İllaki evlilikler kötü mü olsun? Mutsuz boşanma ile sonuçlansın veya şiddet? Ne
yapsak ne yazsak yararı yok böyleleri de var çünkü ama ben şimdi evliliğin
arifesinde, evlenme düşüncesi içinde sanki parlak bir fikirmiş de gelmiş
kafamın içine yerleşmiş harika bir evlilik, harika mutlu bir yuva özlemi
içindeyim.
Bisküviyi
selefon sarıp sarmalarken o da çalışırken aklı, fikri düşüncesi de bu fikri
sarıp sarmalamış bu fikirle yuva yapmış hayal etmiş onunla işini ilerletmiş
onunla büyümüş irileşmiş. O hayali ile kendine evlilik törenleri yapmış onunla
kendi havasına girmiş sanki devasa bir rüya sanki kanatları var ruhunda ve
kanadının ucu da az biraz yanındakine dokunmuş güzel renkli bir hayal hepsini
etkilemiş, kızlar tek tipleşmiş çünkü her genç kızın rüyasıdır evlenmek ve tek
bir arzuları da varmış gibi o durağa varmak o mutluluğa kavuşmak.
Elbette sen de
evliliğe giden yolda birini bulacaksın insan sadece yalnızlıktan bekarlıktan
beslenemez. Evlilik sevgi sadakat güven ve fedakarlık ister. Evlilikte en güzel
örnek kendi anne ve babası en canlı örnek hala birbirlerine gülüm diye hitap
ediyorlar, birbirlerinin gözlerini içine bakınca adeta kanları yeniden ısınıyor.

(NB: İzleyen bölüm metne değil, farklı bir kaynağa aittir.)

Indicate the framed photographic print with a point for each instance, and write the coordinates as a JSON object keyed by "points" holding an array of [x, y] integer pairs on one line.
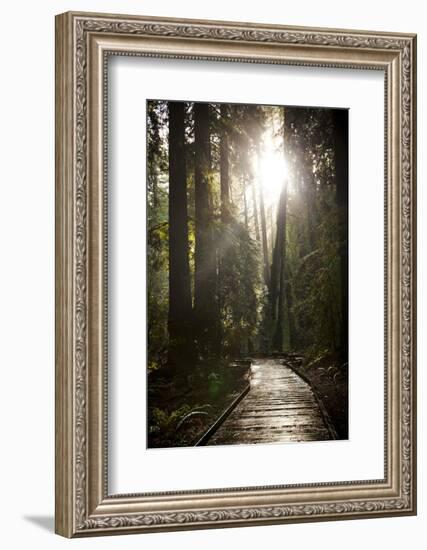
{"points": [[235, 274]]}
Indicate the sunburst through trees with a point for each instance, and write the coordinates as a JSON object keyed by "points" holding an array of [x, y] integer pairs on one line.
{"points": [[247, 258]]}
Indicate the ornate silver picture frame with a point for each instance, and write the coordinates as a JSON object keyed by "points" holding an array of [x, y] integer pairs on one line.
{"points": [[84, 505]]}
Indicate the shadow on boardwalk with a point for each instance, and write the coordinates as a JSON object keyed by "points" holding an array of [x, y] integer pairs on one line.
{"points": [[279, 407]]}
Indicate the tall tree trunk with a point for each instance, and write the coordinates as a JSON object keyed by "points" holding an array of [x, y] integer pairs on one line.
{"points": [[180, 308], [255, 205], [205, 306], [340, 119], [224, 165], [278, 273], [245, 203], [266, 270], [293, 333]]}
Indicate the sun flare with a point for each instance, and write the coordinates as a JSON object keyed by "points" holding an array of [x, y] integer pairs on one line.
{"points": [[271, 168]]}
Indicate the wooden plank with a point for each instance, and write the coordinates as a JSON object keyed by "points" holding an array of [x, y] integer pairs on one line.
{"points": [[279, 407]]}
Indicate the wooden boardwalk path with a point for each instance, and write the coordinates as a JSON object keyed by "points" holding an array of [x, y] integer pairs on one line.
{"points": [[280, 406]]}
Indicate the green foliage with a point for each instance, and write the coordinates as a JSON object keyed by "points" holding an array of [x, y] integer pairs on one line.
{"points": [[312, 259]]}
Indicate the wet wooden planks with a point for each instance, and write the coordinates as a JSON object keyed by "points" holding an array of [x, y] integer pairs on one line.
{"points": [[280, 406]]}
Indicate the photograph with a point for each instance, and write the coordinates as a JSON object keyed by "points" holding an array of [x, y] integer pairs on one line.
{"points": [[247, 273]]}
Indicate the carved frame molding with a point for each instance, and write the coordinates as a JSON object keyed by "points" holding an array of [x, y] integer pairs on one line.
{"points": [[83, 42]]}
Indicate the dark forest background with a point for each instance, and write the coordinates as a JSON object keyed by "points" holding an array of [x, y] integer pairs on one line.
{"points": [[234, 269]]}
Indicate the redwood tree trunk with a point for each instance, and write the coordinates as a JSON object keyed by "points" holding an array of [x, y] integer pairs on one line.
{"points": [[340, 118], [180, 307], [205, 306]]}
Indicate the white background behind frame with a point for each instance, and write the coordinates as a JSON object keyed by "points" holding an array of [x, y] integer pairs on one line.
{"points": [[132, 80], [27, 503]]}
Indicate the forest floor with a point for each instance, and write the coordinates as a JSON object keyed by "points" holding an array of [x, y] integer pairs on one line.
{"points": [[180, 412], [330, 381]]}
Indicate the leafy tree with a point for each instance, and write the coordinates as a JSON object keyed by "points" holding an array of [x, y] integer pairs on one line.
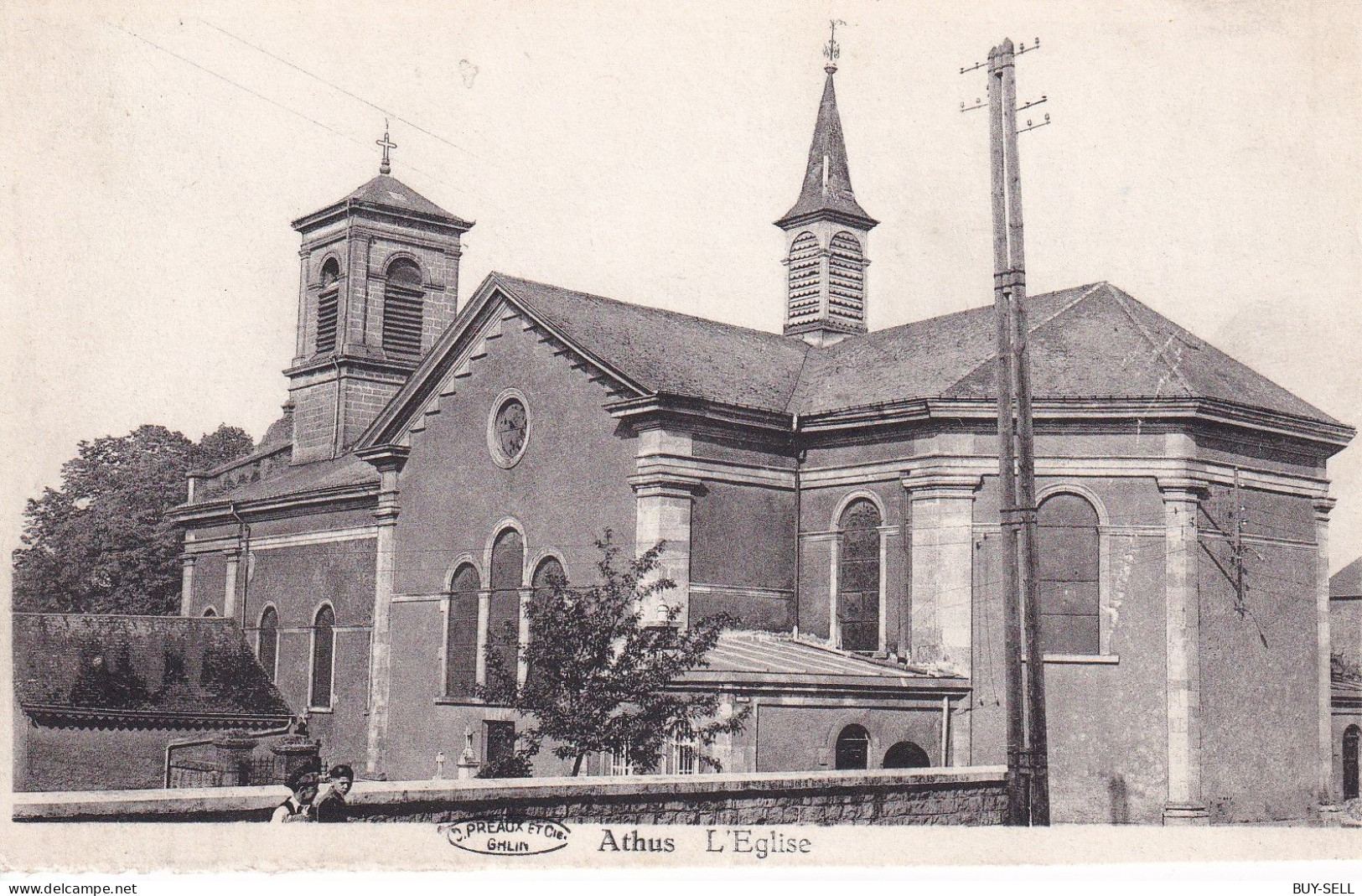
{"points": [[101, 542], [597, 674]]}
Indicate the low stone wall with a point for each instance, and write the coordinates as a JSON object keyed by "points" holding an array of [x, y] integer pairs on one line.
{"points": [[947, 795]]}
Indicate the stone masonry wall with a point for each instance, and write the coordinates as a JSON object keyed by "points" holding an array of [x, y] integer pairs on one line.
{"points": [[965, 795]]}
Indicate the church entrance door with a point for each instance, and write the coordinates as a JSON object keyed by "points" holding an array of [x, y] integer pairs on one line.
{"points": [[1350, 761]]}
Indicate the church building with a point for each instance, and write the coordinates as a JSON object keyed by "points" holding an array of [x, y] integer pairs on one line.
{"points": [[834, 488]]}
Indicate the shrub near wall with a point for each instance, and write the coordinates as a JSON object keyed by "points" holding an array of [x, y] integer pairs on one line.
{"points": [[965, 795]]}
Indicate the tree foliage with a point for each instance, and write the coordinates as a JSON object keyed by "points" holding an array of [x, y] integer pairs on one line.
{"points": [[101, 542], [598, 676]]}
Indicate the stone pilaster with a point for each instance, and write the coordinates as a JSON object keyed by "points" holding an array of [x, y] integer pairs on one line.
{"points": [[479, 676], [662, 507], [662, 512], [522, 669], [185, 584], [1325, 645], [388, 460], [229, 598], [1181, 503], [943, 567]]}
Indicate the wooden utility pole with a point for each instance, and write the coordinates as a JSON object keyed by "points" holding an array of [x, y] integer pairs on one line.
{"points": [[1028, 789], [1018, 780]]}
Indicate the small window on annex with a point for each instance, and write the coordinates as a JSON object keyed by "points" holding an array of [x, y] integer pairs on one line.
{"points": [[853, 748], [461, 645], [1069, 546], [858, 577], [267, 645], [323, 656], [327, 307], [402, 311]]}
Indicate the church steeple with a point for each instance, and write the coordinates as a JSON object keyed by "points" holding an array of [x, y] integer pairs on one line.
{"points": [[826, 233]]}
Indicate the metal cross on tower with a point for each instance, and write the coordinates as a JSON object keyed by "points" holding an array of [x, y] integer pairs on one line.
{"points": [[386, 165], [832, 49]]}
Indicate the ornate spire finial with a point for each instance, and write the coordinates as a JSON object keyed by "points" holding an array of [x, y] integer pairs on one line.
{"points": [[832, 50], [386, 165]]}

Birbirlerine tekrar tekrar aşık oluyorlar. Birbirleriyle elli yıllık bir ömür
geçirmişler hayatlarını paylaşmışlar, her yeni çocuk beraberinde sorunlar
yumağı getirse de yeni bir mutluluk kaynağı her bir çocuk onların elinde onları
hayat bağlayan yaşam pınarları olmuş. Acaba kendisi de annesi ve babası gibi
elli yıllık bir evliliğe onu bekleyen hayallerinin ötesinde bir erkeğe böyle
bir bağla bağlanabileceğine söz verebilir mi? ''Zaman gösterecek,'' diyor. Kesin kuşak
farkı var. O da annesi gibi kanaatkar, sabırlı, rıza gösteren olursa, annesinin
üzerindeki elbise kendisininkinden çok farklı üstelik annesi sabırlı o sabırsız.
Annenin kaderi kızına çeyiz olur mu? Annesinin kaderinin iyi taraflarını kendi
üzerine işlenmesini diliyor.
Hayallerimin
duraksamasını ve o sarsıntılı kötü haberleri de duymak istemiyorum. Evleneceğim
kişi ile bütün gün ve gece karşılık oturup sohbet etmeyi konuşabilmeyi aramızda
oluşan bağın daha da kuvvetlenmesini ve kopmamasını istiyorum. Çünkü evlilikler
genellikle iletişimsizlikten birbirini anlamamaktan dinlememekten kopuyor.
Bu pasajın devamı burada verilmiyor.